“Che senso ha celebrare il Natale oggi?”. E’ la domanda che ha aleggiato su molte delle nostre celebrazioni di questi giorni. Domanda scontata, ma importante. Anzi: siccome è scontata, si deve pensare che giace, spesso inavvertita, nelle molte cose dette e fatte in questi giorni. Che senso ha, dunque, celebrare con tutta questa enfasi il Natale di Gesù di Nazaret?
La prima sensazione è che tutto questo festeggiare sia un po’ strano, nella concreta situazione di questo tempo, di fine 2022. Il Natale celebra l’inizio della vita, una nascita, appunto. E non una nascita qualsiasi: nasce uno che non avrebbe bisogno di iniziare a vivere, perché vive da sempre. Dunque, con una espressione da teologia da strapazzo, potrebbe dire che Dio non aveva bisogno di nascere per affermare la sua divinità. Eppure, nasce. (Si dovrebbe dire: è nato, allora, 2000 e più anni fa. Ma i misteri del Dio cristiano posseggono una loro misteriosa attualità. In che senso e in che modo sono sempre attualit? Ai posteri – o meglio ai competenti – l’ardua sentenza. Noi ci accontentiamo, dalla retrovia della cultura teologica, di prendere atto). Dunque: nasce, inizia a vivere.
Oggi non è l’inizio della vita che si impone alle nostre attenzioni, ma la sua fine
Nelle nostre preoccupazioni di questi giorni, di queste settimane e di questi mesi, non è l’inizio della vita che si impone alle nostre attenzioni, la ma sua fine. Nei giornali, nei telegiornali, nel mare di internet dominano notizie di guerre, di scontri, di incidenti. Perfino nel discorso Urbi et Orbi di papa Francesco è la guerra che la fa da padrona. Anzi, quel discorso si è impegnato a ricordare non soltanto la “solita” guerra in Ucraina, ma le molte altre guerre, ancora più dimenticate proprio per l’invadenza della guerra “insensata” (così l’ha definita papa Francesco) a casa nostra, in Europa. Dunque: in questi giorni è la fine della vita che fa notizia, non il suo inizio.
Da lì derivano in folla tutte altre forme di invadenza: oggi parliamo soprattutto del passato, da cui quella guerra proviene (stavo dicendo: da cui quella guerra è nata. Avrei usato l’immaginario della nascita per dire che è arrivata la morte).
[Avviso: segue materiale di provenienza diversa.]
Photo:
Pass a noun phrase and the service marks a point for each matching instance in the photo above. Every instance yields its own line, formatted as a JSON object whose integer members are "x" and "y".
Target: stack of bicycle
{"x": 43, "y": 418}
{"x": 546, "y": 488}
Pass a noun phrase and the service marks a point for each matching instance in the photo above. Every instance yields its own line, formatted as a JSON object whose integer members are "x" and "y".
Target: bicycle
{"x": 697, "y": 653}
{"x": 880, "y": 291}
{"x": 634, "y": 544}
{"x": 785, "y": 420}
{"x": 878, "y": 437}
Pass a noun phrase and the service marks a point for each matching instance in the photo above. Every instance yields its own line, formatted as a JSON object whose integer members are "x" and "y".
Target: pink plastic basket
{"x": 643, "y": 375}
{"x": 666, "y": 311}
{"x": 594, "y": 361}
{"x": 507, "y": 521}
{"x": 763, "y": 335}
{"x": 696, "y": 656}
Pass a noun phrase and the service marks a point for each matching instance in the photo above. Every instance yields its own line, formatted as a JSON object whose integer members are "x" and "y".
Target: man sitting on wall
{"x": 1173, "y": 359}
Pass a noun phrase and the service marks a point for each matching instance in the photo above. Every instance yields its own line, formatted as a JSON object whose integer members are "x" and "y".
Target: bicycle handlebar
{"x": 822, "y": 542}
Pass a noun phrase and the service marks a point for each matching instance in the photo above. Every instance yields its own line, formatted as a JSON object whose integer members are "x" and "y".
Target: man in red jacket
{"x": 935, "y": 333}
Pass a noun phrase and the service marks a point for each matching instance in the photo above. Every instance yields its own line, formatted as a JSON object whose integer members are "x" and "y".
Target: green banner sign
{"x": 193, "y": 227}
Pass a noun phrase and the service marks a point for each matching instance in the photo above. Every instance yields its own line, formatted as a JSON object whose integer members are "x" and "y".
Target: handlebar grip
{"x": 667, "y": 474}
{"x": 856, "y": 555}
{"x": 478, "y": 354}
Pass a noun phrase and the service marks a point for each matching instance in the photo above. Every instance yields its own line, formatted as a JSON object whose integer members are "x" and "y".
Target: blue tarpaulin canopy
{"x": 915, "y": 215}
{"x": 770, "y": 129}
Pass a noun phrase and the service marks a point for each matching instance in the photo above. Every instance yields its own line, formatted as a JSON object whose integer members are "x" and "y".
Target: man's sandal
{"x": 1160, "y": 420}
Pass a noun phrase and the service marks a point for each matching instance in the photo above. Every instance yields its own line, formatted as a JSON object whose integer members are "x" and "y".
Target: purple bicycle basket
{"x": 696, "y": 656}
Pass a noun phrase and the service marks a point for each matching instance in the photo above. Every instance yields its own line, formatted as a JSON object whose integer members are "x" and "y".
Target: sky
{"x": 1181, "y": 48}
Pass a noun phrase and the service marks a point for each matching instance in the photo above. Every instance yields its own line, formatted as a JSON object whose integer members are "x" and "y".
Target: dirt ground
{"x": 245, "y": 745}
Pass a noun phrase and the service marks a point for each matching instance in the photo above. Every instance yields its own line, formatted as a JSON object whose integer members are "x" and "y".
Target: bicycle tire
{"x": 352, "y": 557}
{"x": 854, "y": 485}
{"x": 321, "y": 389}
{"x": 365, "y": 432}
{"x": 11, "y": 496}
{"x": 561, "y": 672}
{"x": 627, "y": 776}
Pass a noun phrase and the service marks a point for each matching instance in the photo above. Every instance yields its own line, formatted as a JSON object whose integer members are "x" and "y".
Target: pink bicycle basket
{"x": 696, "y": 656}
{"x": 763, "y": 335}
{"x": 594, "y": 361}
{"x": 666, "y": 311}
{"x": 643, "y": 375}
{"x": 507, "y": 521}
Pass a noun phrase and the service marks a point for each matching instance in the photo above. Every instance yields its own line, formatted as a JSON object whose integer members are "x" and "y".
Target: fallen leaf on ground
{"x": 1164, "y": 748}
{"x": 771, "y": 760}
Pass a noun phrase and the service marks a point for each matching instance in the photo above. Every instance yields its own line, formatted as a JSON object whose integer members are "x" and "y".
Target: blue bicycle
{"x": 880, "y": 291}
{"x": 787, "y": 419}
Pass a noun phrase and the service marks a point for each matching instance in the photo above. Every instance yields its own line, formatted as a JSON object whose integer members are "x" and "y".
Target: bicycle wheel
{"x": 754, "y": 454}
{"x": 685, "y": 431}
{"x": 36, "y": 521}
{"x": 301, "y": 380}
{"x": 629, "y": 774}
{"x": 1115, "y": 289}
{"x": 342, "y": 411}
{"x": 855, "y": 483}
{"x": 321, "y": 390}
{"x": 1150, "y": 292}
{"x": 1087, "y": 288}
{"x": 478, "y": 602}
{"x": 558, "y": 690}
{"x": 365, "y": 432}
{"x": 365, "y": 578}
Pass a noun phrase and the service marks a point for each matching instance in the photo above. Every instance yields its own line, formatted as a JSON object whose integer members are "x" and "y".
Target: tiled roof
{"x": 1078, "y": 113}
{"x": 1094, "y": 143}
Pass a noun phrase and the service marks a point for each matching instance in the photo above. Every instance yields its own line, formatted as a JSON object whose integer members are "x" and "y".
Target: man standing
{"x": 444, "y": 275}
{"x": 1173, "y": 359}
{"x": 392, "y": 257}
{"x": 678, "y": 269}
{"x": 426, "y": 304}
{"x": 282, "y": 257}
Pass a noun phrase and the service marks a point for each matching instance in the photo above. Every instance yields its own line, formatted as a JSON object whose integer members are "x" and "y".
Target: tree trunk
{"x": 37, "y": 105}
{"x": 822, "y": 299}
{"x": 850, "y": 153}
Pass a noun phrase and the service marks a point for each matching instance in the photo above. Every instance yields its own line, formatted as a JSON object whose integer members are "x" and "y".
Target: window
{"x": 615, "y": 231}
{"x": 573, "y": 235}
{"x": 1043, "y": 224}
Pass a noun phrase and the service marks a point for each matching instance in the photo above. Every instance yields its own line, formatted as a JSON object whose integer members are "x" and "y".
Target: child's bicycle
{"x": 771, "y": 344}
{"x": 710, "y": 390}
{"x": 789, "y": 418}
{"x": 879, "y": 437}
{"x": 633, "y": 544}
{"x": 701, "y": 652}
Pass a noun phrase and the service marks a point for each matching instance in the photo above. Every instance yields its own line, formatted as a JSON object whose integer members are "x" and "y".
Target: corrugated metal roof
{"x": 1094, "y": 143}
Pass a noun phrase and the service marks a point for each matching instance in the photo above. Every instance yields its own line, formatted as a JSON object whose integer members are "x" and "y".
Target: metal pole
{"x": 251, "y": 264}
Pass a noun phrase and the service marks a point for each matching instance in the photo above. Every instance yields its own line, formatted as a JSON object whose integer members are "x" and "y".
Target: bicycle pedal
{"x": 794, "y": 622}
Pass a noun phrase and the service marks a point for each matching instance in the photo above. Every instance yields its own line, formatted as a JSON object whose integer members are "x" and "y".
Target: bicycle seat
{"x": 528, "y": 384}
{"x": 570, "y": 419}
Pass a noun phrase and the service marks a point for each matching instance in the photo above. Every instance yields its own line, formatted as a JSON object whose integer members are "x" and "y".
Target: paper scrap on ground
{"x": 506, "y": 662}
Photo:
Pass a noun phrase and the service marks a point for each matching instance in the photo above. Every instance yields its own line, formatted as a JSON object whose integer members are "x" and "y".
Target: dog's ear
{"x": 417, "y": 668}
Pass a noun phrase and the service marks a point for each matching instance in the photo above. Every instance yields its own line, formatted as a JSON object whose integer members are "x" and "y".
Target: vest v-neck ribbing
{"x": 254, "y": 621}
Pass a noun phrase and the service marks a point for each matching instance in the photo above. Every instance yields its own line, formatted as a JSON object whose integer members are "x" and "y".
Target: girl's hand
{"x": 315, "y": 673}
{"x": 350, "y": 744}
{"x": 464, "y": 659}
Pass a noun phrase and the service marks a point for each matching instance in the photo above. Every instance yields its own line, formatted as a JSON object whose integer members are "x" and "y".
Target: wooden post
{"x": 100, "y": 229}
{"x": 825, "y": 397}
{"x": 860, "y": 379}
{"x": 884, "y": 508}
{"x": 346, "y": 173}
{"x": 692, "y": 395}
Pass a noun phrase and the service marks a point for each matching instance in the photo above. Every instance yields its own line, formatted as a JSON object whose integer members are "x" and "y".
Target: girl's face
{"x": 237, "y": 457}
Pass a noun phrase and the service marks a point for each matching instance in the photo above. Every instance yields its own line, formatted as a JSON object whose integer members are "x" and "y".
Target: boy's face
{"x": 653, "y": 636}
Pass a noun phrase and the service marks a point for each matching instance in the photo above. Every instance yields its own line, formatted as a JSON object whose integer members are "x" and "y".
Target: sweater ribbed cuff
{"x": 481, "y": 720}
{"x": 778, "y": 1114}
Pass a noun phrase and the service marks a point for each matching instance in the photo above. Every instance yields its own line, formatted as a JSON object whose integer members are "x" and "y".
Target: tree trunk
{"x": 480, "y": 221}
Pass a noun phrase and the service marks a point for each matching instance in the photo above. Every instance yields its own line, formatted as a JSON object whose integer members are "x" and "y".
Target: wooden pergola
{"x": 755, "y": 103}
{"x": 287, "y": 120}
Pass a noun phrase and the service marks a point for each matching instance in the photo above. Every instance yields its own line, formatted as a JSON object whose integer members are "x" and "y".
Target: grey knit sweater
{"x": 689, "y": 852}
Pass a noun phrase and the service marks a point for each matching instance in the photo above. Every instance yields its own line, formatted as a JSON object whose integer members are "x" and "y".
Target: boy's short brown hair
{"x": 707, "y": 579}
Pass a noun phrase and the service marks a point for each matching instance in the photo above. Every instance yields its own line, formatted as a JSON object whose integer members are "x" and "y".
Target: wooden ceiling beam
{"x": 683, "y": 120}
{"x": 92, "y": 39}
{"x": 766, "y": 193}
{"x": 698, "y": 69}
E parliamo di un passato duro da ricordare, senza la nostalgia che è il belletto che lo rende attraente. Il nostro passato è soltanto brutto: ci ha portato la guerra. Inoltre e di conseguenza, parliamo pochissimo del futuro. Sia perché siamo troppo occupati a parlare del passato, sia perché il futuro, con questo passato che ci preme addosso, non riusciamo a immaginarlo consolante. Possiamo sognarlo, il futuro bello, soltanto sognarlo.
Raramente ci è toccato di trascorrere un Natale così forzatamente bello e così forzatamente fantastico
E così siamo costretti al nostro presente. Dove si sta nella festa accettandola come fugace e, insieme, fantastica. Possiamo far festa solo per poco tempo e soltanto sognarla. Raramente ci è toccato di trascorrere un Natale così forzatamente bello e così forzatamente fantastico.
L’unica cosa da dire di fronte alla gioia fuggevole e al sogno di questa strano Natale, è che il Bambino di Betlemme nasce sempre e quel Bambino è proprio un bambino ed è proprio deposto in una mangiatoia. E’ la stabile verità del Natale. Ma è verità ed è stabile soltanto per chi la accoglie, la sa vedere e sa meravigliarsi.
Ecco: lo spazio della meraviglia si sta assottigliando. I pochi credenti che ci credono davvero si sentono impegnati, nei limiti delle loro forze, a non lasciarlo morire.